Powered by Poverty: Energy Access and Income in the United States
Powered by Poverty
The clean-energy transition is real. The geography is not fair.
30% U.S. capacity from renewables in 2024
10 / 11 highest-poverty states are majority-fossil
84% known coal capacity predates 1990
The U.S. grid has been changing for three decades. The question is whether that change reached everyone equally.
The Argument In One Sentence
National clean-energy progress hides a state-level split: the places with more poverty are often still more fossil-heavy, and coal/oil infrastructure is old enough that “legacy system” is measurable rather than rhetorical.
The 2024 map shows who is ahead. The next maps show why some states are still behind.
Scale Before Blame
Some high-emission states are also major industrial electricity states. EIA reports Texas as the top state for direct-use electricity in 2024 and Louisiana as the second-highest, which helps explain why their power systems are so large before we make any equity claim.

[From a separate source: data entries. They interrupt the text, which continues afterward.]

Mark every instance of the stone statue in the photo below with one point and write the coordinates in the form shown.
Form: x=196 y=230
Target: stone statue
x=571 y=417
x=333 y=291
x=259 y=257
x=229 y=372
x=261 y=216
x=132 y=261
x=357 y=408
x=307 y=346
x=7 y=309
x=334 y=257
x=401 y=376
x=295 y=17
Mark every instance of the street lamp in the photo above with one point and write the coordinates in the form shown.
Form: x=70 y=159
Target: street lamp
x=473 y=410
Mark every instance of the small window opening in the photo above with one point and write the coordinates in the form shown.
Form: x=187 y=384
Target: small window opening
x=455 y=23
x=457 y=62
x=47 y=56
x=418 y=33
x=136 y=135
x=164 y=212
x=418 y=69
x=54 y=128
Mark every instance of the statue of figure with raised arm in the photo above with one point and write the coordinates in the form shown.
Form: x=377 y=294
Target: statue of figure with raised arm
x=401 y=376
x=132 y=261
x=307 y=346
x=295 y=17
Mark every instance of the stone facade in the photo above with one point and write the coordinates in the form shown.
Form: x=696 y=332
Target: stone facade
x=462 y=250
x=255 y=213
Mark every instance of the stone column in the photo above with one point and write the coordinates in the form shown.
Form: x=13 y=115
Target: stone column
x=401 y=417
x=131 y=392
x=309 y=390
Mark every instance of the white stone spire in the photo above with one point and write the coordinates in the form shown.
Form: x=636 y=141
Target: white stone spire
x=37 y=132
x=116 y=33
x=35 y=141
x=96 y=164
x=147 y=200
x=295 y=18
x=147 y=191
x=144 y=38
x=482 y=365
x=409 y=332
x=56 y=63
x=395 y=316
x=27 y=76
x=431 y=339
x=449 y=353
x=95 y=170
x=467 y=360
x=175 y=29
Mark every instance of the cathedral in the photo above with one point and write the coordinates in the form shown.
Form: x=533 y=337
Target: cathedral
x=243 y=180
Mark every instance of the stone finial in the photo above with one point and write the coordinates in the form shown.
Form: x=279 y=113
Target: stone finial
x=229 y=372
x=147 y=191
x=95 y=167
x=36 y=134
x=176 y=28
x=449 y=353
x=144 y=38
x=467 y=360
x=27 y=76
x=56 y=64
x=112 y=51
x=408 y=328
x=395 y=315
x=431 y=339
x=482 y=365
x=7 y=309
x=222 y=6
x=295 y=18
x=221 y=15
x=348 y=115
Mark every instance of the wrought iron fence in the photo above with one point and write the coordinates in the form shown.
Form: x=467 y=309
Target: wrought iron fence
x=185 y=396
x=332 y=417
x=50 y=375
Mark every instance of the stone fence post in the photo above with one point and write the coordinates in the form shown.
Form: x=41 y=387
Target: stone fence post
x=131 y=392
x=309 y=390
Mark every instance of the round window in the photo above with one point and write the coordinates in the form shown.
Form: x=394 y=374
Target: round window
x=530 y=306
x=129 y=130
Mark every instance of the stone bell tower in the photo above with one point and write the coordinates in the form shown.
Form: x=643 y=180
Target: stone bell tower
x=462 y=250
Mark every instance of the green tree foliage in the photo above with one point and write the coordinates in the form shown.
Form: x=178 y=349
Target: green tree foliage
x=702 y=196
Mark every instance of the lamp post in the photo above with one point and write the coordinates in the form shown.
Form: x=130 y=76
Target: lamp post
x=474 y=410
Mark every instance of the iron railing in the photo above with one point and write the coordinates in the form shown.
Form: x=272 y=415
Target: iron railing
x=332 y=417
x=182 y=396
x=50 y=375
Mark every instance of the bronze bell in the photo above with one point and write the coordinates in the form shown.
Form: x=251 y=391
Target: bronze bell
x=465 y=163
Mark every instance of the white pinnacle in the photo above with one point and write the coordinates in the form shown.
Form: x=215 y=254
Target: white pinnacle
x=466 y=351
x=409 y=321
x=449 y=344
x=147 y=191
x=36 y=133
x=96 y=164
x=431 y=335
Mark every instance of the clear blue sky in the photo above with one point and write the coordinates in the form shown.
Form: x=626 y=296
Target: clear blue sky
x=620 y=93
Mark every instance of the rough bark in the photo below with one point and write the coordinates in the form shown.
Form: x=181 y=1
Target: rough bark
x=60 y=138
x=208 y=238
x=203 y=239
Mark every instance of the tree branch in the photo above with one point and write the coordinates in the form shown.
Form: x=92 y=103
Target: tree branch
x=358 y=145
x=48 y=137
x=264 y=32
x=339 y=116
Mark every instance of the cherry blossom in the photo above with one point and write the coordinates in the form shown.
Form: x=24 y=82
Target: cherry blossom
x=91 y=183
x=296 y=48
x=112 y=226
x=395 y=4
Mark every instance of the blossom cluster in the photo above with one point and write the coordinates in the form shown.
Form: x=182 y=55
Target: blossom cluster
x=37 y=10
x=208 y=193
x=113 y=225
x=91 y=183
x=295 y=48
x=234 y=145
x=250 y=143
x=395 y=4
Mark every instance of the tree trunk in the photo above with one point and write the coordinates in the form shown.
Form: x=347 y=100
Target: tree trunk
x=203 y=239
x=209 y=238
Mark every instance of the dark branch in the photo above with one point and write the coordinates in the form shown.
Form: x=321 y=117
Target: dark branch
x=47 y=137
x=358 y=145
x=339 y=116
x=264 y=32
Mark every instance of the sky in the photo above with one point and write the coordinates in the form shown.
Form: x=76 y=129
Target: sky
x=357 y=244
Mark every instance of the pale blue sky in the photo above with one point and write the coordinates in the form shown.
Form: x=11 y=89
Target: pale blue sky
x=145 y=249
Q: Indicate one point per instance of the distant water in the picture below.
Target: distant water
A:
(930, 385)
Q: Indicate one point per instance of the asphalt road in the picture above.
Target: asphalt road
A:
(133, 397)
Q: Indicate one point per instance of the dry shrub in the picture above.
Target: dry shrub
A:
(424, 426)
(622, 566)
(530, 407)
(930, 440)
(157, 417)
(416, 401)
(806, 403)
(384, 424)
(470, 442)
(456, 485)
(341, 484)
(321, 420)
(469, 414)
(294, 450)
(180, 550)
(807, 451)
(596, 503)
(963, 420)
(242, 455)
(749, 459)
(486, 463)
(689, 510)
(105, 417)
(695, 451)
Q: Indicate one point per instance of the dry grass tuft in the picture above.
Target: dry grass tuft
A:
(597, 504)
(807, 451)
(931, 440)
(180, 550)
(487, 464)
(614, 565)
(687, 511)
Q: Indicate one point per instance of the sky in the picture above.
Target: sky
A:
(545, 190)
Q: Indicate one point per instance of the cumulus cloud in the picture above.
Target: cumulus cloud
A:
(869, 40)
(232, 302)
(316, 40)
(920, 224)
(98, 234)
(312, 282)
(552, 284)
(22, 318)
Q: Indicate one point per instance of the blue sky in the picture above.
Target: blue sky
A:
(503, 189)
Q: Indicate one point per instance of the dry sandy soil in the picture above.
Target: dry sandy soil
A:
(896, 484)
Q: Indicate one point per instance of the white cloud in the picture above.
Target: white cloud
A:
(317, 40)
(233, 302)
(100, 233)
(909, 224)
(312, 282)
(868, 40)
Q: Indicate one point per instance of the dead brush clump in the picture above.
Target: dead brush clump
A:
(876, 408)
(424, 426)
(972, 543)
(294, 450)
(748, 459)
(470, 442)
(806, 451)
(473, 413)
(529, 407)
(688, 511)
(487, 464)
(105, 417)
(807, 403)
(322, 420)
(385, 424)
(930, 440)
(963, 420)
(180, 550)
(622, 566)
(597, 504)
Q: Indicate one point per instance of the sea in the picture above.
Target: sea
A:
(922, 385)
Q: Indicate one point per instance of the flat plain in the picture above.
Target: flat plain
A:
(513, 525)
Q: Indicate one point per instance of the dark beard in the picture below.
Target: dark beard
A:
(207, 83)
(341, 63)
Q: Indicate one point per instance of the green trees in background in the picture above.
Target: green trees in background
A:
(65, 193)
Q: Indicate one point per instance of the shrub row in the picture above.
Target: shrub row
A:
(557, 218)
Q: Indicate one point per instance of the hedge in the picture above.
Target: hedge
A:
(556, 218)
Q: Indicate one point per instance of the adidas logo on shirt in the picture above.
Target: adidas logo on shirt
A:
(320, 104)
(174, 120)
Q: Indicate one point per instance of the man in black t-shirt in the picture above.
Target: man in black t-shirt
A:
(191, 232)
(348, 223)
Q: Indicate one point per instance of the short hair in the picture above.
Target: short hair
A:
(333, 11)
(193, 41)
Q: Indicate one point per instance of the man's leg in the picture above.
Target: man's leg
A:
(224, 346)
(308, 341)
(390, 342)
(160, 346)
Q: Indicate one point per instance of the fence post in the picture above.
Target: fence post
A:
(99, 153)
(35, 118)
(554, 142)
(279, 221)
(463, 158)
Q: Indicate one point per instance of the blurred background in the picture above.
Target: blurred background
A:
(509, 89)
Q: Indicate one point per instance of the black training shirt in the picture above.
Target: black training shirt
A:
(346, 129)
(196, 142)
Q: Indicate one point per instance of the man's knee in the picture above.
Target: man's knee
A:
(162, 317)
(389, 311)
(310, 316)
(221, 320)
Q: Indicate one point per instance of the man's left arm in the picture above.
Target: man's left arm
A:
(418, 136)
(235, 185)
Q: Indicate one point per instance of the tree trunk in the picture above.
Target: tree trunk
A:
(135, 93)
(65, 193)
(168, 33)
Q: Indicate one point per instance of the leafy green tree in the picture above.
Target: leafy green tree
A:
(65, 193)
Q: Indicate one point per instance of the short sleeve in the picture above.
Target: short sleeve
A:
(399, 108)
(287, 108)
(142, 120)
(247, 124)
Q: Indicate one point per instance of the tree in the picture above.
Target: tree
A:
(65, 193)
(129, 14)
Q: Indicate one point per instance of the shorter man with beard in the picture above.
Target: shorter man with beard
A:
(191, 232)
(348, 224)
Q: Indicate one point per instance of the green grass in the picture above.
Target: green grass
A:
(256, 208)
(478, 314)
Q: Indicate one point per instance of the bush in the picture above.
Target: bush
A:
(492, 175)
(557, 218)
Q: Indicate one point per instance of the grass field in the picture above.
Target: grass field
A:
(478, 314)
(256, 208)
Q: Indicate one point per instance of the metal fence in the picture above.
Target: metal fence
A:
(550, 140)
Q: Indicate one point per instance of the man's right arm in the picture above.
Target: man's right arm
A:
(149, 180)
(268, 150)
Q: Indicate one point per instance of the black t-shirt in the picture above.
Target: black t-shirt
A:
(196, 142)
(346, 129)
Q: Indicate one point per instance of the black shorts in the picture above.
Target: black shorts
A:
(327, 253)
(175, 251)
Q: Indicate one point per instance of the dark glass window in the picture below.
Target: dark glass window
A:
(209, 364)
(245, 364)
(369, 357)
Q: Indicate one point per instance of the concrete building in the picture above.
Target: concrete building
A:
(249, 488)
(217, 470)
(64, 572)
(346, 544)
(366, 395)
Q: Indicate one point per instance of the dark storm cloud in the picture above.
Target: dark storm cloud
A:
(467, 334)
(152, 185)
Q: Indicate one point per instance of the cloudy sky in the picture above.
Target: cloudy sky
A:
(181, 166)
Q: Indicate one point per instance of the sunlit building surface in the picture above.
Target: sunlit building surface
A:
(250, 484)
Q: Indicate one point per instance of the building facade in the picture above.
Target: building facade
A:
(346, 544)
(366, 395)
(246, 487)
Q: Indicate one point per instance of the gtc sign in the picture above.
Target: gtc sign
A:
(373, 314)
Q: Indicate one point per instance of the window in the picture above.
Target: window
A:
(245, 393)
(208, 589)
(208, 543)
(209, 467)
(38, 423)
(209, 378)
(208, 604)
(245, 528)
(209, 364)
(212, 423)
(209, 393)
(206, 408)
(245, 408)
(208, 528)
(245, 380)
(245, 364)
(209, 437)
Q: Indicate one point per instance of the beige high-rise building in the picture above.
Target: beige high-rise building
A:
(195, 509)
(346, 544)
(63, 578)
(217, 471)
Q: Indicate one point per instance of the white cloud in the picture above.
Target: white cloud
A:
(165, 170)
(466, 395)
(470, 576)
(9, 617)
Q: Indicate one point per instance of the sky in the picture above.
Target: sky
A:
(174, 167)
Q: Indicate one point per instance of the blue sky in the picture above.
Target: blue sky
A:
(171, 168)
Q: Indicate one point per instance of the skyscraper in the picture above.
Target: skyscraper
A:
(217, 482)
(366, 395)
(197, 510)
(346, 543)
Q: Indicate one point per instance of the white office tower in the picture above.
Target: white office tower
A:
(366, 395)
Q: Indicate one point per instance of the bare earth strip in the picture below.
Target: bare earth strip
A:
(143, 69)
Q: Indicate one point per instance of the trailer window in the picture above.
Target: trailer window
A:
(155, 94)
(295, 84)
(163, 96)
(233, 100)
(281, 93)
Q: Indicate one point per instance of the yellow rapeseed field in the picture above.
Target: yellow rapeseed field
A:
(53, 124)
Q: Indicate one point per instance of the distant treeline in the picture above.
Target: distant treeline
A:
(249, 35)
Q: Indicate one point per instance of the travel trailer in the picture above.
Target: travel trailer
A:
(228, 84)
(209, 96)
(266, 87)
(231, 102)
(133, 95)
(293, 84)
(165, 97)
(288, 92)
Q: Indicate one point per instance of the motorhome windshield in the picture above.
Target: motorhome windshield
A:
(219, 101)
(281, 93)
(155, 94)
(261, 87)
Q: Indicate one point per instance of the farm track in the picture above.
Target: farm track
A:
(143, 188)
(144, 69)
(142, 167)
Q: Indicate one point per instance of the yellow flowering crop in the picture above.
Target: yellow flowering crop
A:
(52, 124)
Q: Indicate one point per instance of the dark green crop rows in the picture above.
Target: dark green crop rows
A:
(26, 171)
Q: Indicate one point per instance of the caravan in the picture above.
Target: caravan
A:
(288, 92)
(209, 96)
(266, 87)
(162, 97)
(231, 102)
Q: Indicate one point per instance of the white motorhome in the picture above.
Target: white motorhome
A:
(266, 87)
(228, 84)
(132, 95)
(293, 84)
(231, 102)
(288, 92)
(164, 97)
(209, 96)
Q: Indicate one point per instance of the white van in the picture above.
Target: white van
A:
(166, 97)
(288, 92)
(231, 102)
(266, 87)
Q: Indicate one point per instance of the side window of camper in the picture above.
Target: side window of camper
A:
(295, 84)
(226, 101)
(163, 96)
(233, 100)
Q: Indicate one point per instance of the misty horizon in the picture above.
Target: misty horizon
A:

This is why the project separates system scale from equity exposure. Texas is the scale case: #1 in direct-use electricity and #1 in power-sector CO2. Louisiana is both an industrial scale case and a poverty case: #2 in direct-use electricity, 42 million metric tons of power-sector CO2, and one of the highest state poverty rates in the dataset.
New load growth adds another layer. DOE identifies data centers, AI, domestic manufacturing, and electrification as major drivers of rising U.S. electricity demand. That makes the equity question more urgent: the grid is not only cleaning up old demand, it is also being asked to power a more electricity-intensive economy.
State averages are where the story begins. The real divide runs county by county.
Compare Fossil Plant Geography
The fuel-specific scrolls isolate coal, gas, and oil. This combined view lets the reader compare those patterns directly: hover a fuel type to dim the others and see where each fossil system is concentrated.
When the plants were built
84% of known U.S. coal capacity was commissioned before 1990. Median commissioning year: 1980. Oil is similar at 80%.

The patterns are measurable. The relationship is not strict. But it is consistent enough to ask who is still waiting.
A cleaner grid is not automatically an equitable grid.
This project combines EIA electricity data with Census SAIPE income and poverty data to make one point visible: energy transition maps and poverty maps should be read together.
The evidence is not causal, and it is not the final word. But it is strong enough to shape the next question.
When public and private clean-energy investment expands, which communities are first in line?